Wednesday, March 17, 2010

Common-sense change


Common sense may soon become part of Idaho laws against rape.

The state's current law is strict. Girls under the age of 18 cannot consent to sexual relations—period, end of story.

That means that in a Montague and Capulet situation, a young Romeo may risk prosecution, prison time and a lifetime of derision and discrimination as a sex offender in pursuing his Juliet.

The state Legislature this week approved loosening the law on statutory rape to reflect the fact that consensual sex between people in their late teens is not always rape. The change awaits approval by the governor.

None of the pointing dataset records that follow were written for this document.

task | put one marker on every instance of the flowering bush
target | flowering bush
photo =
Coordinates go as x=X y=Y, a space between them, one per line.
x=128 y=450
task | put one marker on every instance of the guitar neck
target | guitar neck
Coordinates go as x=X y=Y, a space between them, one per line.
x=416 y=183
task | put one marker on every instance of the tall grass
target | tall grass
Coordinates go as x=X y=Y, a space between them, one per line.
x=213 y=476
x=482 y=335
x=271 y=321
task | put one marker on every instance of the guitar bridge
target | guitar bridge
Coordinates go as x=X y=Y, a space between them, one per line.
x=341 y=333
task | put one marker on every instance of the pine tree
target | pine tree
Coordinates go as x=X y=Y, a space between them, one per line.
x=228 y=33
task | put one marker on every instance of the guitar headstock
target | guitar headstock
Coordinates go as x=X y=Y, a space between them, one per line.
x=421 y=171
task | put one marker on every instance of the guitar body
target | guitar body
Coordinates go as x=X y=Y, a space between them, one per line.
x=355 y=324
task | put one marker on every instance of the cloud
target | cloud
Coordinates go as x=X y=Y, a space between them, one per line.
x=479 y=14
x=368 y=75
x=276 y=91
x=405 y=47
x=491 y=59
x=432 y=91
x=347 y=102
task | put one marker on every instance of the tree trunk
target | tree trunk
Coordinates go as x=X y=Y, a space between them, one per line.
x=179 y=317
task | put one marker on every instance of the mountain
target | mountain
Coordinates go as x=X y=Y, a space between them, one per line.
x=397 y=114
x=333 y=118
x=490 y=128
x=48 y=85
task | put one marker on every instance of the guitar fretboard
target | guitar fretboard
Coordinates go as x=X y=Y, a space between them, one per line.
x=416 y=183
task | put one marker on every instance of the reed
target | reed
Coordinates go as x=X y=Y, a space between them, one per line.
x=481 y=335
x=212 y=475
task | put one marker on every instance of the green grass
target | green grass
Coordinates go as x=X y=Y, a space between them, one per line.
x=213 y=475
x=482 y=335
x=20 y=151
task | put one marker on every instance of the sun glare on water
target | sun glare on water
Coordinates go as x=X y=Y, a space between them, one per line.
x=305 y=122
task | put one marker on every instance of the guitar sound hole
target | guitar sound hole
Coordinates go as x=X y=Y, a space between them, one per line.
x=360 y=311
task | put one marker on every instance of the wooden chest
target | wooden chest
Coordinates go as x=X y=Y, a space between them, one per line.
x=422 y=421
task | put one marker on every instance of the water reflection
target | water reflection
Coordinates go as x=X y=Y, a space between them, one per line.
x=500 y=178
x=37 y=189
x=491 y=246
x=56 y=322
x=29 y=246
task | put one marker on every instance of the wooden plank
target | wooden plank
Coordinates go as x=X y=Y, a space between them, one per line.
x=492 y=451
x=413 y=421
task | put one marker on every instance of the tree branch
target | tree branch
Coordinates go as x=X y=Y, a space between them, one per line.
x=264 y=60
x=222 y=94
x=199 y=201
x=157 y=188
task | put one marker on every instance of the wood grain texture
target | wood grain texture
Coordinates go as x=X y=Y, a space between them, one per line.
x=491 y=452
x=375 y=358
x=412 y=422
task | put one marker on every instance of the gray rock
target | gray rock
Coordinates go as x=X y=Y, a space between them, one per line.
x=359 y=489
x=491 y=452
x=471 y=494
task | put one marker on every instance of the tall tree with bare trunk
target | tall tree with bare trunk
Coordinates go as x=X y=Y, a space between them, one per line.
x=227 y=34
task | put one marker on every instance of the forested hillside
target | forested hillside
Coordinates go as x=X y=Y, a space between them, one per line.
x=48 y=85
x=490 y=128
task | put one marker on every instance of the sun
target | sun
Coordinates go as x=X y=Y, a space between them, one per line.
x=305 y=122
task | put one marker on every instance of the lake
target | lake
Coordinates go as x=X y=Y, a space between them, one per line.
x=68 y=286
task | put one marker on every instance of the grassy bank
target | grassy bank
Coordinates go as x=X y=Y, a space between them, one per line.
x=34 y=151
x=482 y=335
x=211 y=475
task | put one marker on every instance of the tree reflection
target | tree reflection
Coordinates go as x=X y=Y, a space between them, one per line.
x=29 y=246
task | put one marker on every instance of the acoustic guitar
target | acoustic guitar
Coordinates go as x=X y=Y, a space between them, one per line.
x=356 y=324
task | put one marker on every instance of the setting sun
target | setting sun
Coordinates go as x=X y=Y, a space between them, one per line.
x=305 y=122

The revised law would reduce the female age of consent to 16 or 17 if the young man involved were within three years older than she. It would solve a problem that prosecutors and juries around the state face periodically when presented with rape allegations against a young man who has had consensual sex with a girlfriend of 16 or 17 years old.

Outraged parents, guardians or zealous prosecutors sometimes feel compelled to bring rape charges—rape or no rape—knowing that young males have no defense and that the law renders consenting females silent in the matter.

Statutory rape laws would remain in effect for females under the age of 16 and for adult male perpetrators aged 18 and up.

The legislation was proposed by Rep. Brent Hill, whose highly conservative district includes Rexburg and Brigham Young University North.

Idahoans should welcome the change in the law because it will inject fairness and justice where none exists today.